Lawrence declara então uma espécie de guerra a essa sociedade. Nunca fazendo claramente essa declaração, a intenção do autor não será o de chocar o público, mas sim mostrar o génese da sociedade humana, fazer ver que a excitação sexual é algo de normal, que é necessário "matar" a vergonha que aprisionam as pessoas e a sua mente.

Em 1926, e já a viver na Toscana com a sua musa inspiradora, Lawrence escreve aquele que é, ainda hoje, considerado a sua obra máxima e, saliento, considerada como um dos melhores cem livros do séc. XX: "O Amante de Lady Chatterlley".

Esta é a história de Constance Reid (Connie), uma jovem e atraente mulher, que casa com um rico e oficial inglês, Clifford Chatterlley. Após a lua de mel, ele é enviado de volta para as trincheiras da Primeira Grande Guerra, onde, pouco depois, sofre um grave ferimento que o deixa paralisado da cintura para baixo.

De volta a Inglaterra, o jovem casal vai viver para a mansão de Clifford, começando então uma existência fútil, triste e vazia. Eram ambos jovens, no entanto Clifford estava morto da cintura para baixo, enquanto Connie sentia-se arder por dentro, o desejo subia-lhe pelo corpo em vagas sucessivas e via na sua vida futura algo sem nada.

É então que Lawrence faz o primeiro arremesso.

Vendo a situação da sua esposa, Clifford dá-lhe autorização para que ela arranje um amante e, inclusive, tenha um filho deste, desde que ninguém saiba, que o amante seja alguém de boa posição e que a criança seja considerada dele.

Ao princípio periclitante, ela acaba então por se envolver, não com um homem de boa posição, mas com o caseiro da propriedade, Oliver Mellors, um homem feio e rude, mas que incorpora toda o vigor masculino, vigor esse que encanta e enche de prazer Lady Chatterlley.

A partir daí... meus amigos, Lawrence oferece-nos descrições verdadeiramente excitantes dos encontros sexuais entre Connie e Oliver. Uma verdadeira loucura erótica onde as palavras são colocadas de uma forma nua e crua, mas e ao mesmo tempo, de uma forma terna, acabando em climaxes esplendorosamente apoteóticos.

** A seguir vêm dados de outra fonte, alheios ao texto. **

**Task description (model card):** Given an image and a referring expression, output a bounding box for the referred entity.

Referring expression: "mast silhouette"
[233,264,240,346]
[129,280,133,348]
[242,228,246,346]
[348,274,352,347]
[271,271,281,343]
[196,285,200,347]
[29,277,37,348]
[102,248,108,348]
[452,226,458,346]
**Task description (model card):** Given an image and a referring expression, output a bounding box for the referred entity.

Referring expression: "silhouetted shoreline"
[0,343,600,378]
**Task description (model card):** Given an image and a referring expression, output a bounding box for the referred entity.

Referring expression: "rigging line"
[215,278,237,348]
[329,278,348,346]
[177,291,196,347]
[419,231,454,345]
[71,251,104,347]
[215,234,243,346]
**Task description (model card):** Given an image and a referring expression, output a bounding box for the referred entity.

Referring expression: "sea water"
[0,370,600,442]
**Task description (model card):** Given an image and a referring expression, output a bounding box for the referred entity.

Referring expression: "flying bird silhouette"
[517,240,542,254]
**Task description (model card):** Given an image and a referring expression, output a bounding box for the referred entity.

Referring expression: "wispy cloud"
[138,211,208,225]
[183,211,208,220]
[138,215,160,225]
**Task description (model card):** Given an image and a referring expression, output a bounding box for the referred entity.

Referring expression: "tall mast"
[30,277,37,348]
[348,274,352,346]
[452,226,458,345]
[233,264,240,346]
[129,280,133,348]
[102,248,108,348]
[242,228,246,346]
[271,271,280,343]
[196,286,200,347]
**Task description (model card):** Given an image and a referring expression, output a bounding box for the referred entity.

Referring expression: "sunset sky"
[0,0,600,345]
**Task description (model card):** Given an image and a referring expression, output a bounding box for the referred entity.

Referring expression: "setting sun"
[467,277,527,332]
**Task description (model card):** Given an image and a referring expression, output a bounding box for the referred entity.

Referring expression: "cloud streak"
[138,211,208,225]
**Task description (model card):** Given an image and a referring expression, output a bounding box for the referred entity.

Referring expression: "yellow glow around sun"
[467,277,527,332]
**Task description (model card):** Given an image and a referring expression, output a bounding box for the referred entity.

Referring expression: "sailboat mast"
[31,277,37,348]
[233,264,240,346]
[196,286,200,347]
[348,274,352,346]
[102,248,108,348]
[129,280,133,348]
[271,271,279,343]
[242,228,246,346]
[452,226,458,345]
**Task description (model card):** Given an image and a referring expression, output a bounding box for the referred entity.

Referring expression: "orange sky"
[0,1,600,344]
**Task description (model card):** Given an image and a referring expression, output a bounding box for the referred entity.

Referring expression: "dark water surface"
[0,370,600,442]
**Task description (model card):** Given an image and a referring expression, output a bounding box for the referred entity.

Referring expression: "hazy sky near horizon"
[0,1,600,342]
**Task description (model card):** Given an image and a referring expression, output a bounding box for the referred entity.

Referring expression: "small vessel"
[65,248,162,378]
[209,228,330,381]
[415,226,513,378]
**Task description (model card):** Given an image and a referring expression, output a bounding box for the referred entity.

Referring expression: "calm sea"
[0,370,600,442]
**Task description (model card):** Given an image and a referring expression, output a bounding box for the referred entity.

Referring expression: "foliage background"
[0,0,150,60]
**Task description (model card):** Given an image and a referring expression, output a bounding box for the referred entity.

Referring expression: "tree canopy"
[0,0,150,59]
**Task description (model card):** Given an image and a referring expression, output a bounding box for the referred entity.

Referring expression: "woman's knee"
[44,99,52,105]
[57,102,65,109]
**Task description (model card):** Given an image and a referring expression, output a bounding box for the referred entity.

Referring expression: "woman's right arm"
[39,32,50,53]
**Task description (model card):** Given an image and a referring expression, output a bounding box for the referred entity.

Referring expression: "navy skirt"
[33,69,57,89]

Obviamente que o romance não se resume apenas a esses encontros sexuais. A história continua e sempre com Lawrence a atirar pedras aos conceitos britânicos e cristãos, pois recordo-me que chega mesmo a colocar em causa a existência de Deus.

Neste romance, e por muito que se façam análises sobre outras intenções do autor, nomeadamente intenções de ferir ou de chocar a sociedade, o que é verdade e isso é claro, penso, contudo, que a grande força e beleza deste romance está essencialmente assente em três factores:

- Na forma como Lawrence constrói o romance. O desencadear das situações faz com que tudo o que acontece seja coerente e, isso é importante, com que nós próprios julguemos os personagens, acabando por nos inquirimos: não fazíamos nós o mesmo, dadas as situações?

- Na forma como Lawrence glorifica a virtude do sexo e os movimentos dos corpos, as descrições dele são divinais.

E algo que detectei pelas descrições, mediante o que sei do autor:

- Este é um romance que homenageia a sua mulher: Frieda. Até digo mais, tenho poucas dúvidas que parte das descrições de Lawrence, são dele próprio com a mulher.

Mas porquê dar uma conotação tão erótica a um livro, cujas descrições ostensivamente sexuais, ocupam apenas 15% do seu todo?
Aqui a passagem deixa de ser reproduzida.